Should You Offer the Bottle or Solids First?
There’s no single correct order, and many parents find the answer shifts over time. At 9 months, a common approach is to offer formula about 30 minutes before a solid meal. This prevents your baby from being so hungry that they refuse to sit in the high chair calmly, while still leaving enough appetite for food. Other families offer solids first and a bottle afterward, especially if their baby is an eager eater who fills up quickly on liquids.
Either approach works as long as your baby is getting roughly 24 ounces of formula across the full day and showing interest in solid food at meals.

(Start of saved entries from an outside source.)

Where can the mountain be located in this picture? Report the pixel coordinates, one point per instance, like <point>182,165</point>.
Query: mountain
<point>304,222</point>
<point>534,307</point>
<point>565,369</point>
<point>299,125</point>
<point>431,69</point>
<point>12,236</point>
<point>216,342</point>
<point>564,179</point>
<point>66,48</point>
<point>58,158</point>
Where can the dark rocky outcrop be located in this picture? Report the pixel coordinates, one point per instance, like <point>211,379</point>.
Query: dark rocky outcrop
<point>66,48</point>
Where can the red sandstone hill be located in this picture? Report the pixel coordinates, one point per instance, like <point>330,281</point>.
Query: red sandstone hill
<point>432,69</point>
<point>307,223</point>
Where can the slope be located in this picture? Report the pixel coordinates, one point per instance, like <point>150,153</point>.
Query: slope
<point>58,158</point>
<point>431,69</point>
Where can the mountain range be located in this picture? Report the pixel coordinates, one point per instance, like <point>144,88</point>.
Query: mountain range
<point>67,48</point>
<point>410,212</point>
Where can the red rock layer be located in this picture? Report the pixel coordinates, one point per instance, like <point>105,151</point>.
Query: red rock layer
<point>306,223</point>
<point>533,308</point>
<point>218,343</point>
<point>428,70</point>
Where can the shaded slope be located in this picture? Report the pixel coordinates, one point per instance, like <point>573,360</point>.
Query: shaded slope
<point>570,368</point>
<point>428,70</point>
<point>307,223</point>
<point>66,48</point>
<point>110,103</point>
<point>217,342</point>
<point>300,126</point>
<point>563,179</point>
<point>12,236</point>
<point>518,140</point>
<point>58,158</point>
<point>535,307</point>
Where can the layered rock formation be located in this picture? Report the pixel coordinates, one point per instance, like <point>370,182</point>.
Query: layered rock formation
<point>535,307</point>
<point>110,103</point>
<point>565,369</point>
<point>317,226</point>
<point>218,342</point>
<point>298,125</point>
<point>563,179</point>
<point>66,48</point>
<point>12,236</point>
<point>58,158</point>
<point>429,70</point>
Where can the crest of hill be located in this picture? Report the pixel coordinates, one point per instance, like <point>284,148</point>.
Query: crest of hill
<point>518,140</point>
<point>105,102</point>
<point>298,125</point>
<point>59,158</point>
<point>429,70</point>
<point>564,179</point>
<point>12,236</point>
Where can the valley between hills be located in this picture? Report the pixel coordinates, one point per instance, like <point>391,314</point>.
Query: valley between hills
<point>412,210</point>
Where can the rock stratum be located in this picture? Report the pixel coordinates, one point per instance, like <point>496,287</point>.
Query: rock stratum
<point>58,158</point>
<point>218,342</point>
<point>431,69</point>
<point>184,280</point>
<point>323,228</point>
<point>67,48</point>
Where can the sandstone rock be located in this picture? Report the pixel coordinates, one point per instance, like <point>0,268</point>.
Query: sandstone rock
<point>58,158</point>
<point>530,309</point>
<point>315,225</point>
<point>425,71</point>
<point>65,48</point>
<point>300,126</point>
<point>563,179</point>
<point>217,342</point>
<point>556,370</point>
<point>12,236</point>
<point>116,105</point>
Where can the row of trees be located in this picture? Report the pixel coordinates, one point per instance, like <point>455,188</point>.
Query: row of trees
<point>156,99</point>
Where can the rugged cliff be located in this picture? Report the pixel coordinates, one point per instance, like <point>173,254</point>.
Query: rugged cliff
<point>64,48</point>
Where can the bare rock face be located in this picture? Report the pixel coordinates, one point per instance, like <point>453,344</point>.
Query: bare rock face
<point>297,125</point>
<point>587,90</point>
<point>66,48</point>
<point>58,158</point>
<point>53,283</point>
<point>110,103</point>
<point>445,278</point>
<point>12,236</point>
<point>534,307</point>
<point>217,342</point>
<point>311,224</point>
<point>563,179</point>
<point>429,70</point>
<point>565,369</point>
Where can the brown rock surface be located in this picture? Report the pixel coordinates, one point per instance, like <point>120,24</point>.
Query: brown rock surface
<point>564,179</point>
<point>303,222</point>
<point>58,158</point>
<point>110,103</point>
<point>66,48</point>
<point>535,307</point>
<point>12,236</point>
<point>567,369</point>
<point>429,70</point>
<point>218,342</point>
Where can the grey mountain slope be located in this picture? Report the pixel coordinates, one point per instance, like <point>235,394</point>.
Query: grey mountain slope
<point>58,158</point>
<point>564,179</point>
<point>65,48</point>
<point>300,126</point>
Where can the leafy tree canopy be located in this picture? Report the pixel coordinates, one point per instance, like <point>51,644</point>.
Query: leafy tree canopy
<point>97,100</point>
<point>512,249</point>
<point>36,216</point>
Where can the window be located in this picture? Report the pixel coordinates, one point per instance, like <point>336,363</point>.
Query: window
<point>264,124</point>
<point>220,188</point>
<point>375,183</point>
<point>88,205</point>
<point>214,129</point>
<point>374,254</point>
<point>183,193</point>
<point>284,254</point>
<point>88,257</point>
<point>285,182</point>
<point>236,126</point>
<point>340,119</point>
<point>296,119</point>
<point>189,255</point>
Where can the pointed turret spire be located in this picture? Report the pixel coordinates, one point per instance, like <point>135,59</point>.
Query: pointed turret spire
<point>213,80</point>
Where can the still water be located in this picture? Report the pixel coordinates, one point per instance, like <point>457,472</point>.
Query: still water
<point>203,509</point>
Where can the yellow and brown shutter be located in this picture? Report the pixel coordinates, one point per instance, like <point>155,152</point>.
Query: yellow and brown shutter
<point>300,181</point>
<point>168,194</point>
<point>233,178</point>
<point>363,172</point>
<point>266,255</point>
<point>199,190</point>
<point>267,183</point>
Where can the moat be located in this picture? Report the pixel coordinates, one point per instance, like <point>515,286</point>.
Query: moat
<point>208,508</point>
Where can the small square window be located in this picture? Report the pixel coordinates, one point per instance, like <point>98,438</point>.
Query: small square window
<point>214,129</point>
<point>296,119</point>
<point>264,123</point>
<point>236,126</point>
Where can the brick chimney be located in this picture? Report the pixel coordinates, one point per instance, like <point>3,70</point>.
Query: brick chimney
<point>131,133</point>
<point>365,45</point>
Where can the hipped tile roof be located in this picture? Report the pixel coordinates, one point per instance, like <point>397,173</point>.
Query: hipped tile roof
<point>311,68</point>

If you notice your baby consistently refusing solids, try offering the bottle a little earlier so there’s a gap before mealtime. If they’re draining every bottle but ignoring food, you may be offering formula too close to meals.
Reading Your Baby’s Hunger and Fullness Cues
Nine-month-olds are surprisingly clear communicators when it comes to appetite. Signs your baby has had enough include pushing the bottle or food away, closing their mouth when you offer more, turning their head to the side, or using hand motions to signal they’re done. Your baby does not need to finish every bottle or clean every plate. Letting them decide how much to take at each feeding helps them develop healthy self-regulation around food.
On the hunger side, reaching for the bottle, opening their mouth eagerly, or getting fussy between scheduled feedings all suggest they need more. If your baby consistently drains every bottle and still seems hungry, it’s worth offering slightly larger portions of solid food at meals rather than pushing formula intake much beyond 32 ounces per day.
Night Bottles at 9 Months
Most formula-fed babies don’t need nighttime feeds after 6 months. Formula digests more slowly than breast milk, so a 9-month-old who is eating three solid meals and drinking adequate formula during the day is unlikely to wake from genuine hunger. If your baby still takes a night bottle, it’s typically a comfort habit rather than a caloric necessity. Gradually reducing the volume in that night bottle over a week or two is a common way to phase it out without disrupting sleep dramatically.
What About Water?
Once babies are eating solids, small sips of water with meals are fine and can help with digestion. The key word is “sips.” At 9 months, water should come from an open cup or straw cup at mealtimes, not from a full bottle between feedings. Too much water can fill your baby’s small stomach and displace the formula and food they actually need for growth. A few ounces spread across the day’s meals is plenty.
How to Tell If Your Baby Is Getting Enough
By 9 months, weight gain has slowed considerably compared to the early months. Most babies at this age gain about 10 grams (roughly a third of an ounce) per day or less, which is normal. Your pediatrician tracks growth at well-child visits by plotting weight, length, and head circumference on a growth chart. The important thing isn’t hitting a specific percentile but following a consistent curve over time.
At home, reliable signs that your baby is well-nourished include six or more wet diapers a day, steady energy and alertness during awake periods, and general contentment between feedings. If your baby seems unusually lethargic, is producing fewer wet diapers, or has stalled on their growth curve, that’s worth bringing up at your next visit.